# Load  Files from Storage Account into CogSearch 
### The files from Storage Account are loaded into CogSearch by following below steps
- Establish a connection with Storage Account using the Python SDK.
- Retrieve the required files from Storage Account container using the file stream download method.
- Use Azure AI Document Intelligence to parse the PDF files from Storage Account.
- Divide the PDF into smaller, manageable page chunks for easier processing.
- Index the parsed chunks into Azure Cognitive Search.
- Repeat the process for all the required files.
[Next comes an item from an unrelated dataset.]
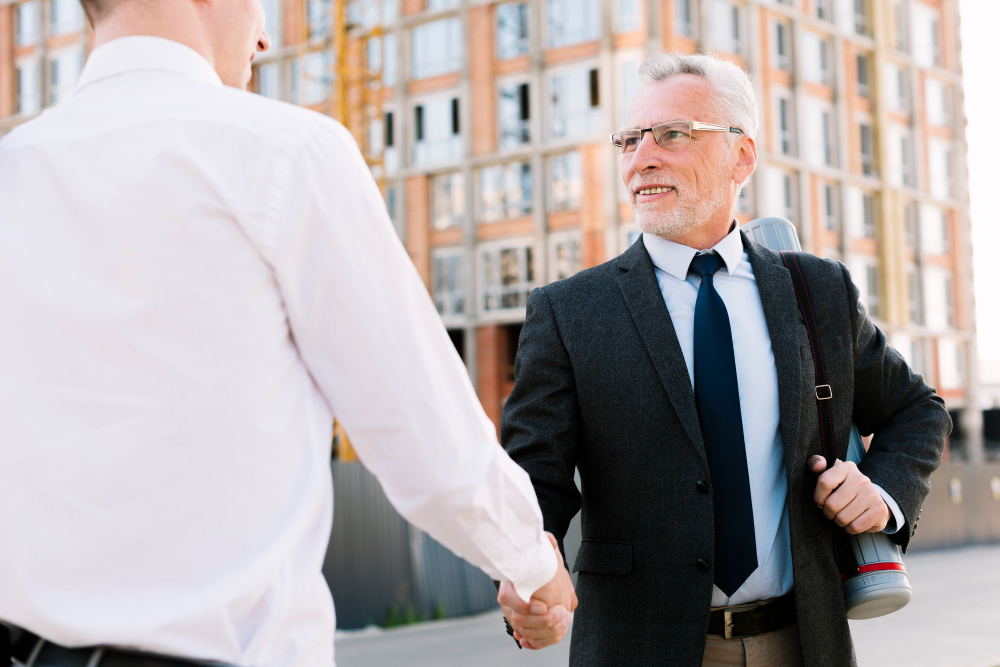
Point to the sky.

#### Using the Azure Storage Pyhon SDK  to fetch the file stream and use PYPDF and Document Intelligence to chunk the page in memory and create a vector index
- Azure Python SDK https://github.com/Azure/azure-sdk-for-python/tree/main/sdk/storage/azure-storage-blob
- Refer to https://github.com/MSUSAzureAccelerators/Azure-Cognitive-Search-Azure-OpenAI-Accelerator/blob/main/04-Complex-Docs.ipynb for loading large documents using PYPDF and Document Intelligence

Install the required Packages and setup the auth

In [1]:
#pip install -r requirements.txt

In [1]:
from azure.identity import DefaultAzureCredential
from azure.storage.blob import BlobServiceClient, BlobClient, ContainerClient
import shutil
from PyPDF2 import PdfFileReader, PdfFileWriter,PdfReader 
import os
from dotenv import load_dotenv  
from azure.ai.formrecognizer import DocumentAnalysisClient
from azure.core.credentials import AzureKeyCredential
import html
import langchain
from langchain.text_splitter import RecursiveCharacterTextSplitter
from langchain.embeddings.openai import OpenAIEmbeddings
from langchain.vectorstores import Chroma, FAISS
from langchain import OpenAI, VectorDBQA
from langchain.chat_models import AzureChatOpenAI
from langchain.chat_models import ChatOpenAI
from azure.storage.blob.aio import BlobClient
from azure.storage.blob import ContainerClient
from tqdm import tqdm
import base64
from azure.storage.blob import BlobClient
import io  

# Configure environment variables  
load_dotenv()

True

In [2]:
# Setup the Payloads header for cog search
headers = {'Content-Type': 'application/json','api-key': os.getenv('AZURE_SEARCH_KEY')}

# Set the ENV variables that Langchain needs to connect to Azure OpenAI
os.environ["OPENAI_API_BASE"] = os.getenv("AZURE_OPENAI_ENDPOINT")
os.environ["OPENAI_API_KEY"] = os.getenv("AZURE_OPENAI_API_KEY")
os.environ["OPENAI_API_VERSION"] = os.getenv("AZURE_OPENAI_API_VERSION")
os.environ["OPENAI_API_TYPE"] = "azure"


In [3]:
embedder = OpenAIEmbeddings(deployment="text-embedding-ada-002", chunk_size=1) 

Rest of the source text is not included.